Classical Fourier Transform decomposing a composite wave into its component frequencies. The classical version processes a single signal sequentially. The Quantum Fourier Transform performs the same decomposition but on quantum amplitudes in superposition — where interference between all possible inputs happens simultaneously, rather than one frequency at a time. This interference mechanism is the foundation of algorithms like Shor's, in the same way Grover's relies on amplitude amplification. Source
Problem Best Classical Quantum Speedup Type What This Means
Integer factorisation Sub-exponential O((log N)³) Exponential Breaks RSA encryption. Centuries of classical work reduced to hours.
Discrete logarithm Sub-exponential O((log N)³) Exponential Breaks Diffie-Hellman and elliptic curve cryptography.
Unstructured search O(N) O(√N) Quadratic Search a million items in ~1,000 steps instead of ~500,000.
Quantum system simulation Exponential Polynomial Exponential Simulating molecules for drug discovery — classically intractable at scale.
Linear systems (HHL) O(N) O(log N) * Exponential * Theoretically powerful, but practical conditions are extremely restrictive.
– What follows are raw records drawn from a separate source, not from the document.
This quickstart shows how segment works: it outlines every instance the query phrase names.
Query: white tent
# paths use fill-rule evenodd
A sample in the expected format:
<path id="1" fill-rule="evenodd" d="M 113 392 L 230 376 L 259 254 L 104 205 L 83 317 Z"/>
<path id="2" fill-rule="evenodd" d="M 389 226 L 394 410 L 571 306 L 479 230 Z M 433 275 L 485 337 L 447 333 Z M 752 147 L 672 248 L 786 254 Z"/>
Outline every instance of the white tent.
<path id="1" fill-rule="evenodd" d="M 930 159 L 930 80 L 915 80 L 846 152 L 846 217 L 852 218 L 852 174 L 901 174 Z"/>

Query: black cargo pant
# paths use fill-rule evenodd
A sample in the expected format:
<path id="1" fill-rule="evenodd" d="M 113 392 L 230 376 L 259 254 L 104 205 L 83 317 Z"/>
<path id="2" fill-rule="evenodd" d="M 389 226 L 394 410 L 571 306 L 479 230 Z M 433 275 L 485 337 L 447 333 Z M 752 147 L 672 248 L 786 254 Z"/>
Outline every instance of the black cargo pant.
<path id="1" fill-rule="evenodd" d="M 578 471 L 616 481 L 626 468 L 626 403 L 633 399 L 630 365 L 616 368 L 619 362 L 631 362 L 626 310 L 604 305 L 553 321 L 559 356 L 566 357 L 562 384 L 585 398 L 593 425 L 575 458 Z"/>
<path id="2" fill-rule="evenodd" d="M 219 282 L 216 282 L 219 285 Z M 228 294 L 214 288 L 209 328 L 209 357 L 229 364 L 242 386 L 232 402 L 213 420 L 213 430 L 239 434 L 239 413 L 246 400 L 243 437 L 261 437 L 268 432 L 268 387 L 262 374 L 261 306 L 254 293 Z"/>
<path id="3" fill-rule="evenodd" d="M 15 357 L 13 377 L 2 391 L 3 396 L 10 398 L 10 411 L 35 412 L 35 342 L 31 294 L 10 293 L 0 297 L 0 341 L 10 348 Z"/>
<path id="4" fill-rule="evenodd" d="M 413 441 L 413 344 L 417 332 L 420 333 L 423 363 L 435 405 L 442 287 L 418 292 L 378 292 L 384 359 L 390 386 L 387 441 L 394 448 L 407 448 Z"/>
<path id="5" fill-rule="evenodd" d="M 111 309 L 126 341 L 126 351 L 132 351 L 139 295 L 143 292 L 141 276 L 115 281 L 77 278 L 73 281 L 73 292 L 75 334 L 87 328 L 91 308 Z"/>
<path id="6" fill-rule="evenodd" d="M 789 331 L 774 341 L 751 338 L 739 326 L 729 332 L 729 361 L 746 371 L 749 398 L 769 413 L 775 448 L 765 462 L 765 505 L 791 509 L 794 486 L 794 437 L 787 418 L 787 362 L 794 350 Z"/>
See caveat below.
Sorting O(N log N) No proven speedup None Quantum computers offer no advantage here. Classical sorting is already optimal.
NP-complete problems Exponential No proven polynomial speedup Unknown Quantum computers are not a magic solution to hard combinatorial problems.
Quantum computers are not universally faster. They offer provable advantages only for problems with the right mathematical structure. Most problems people care about — scheduling, logistics, AI training, general search — do not have that structure. (Formally: the complexity class BQP is believed to sit between P and NP but not contain all of NP. A quantum computer cannot solve NP-complete problems in polynomial time — at least no proof of this exists, and most researchers believe it is impossible.)
* HHL caveat: The O(log N) quantum speedup for linear systems applies only under highly restrictive conditions: the matrix must be sparse and well-conditioned, quantum RAM (qRAM) is assumed for input loading, and the output is a quantum state — not directly readable classical data. Extracting classical results eliminates most of the speedup. Several researchers consider the practical advantage largely illusory for real-world problem instances.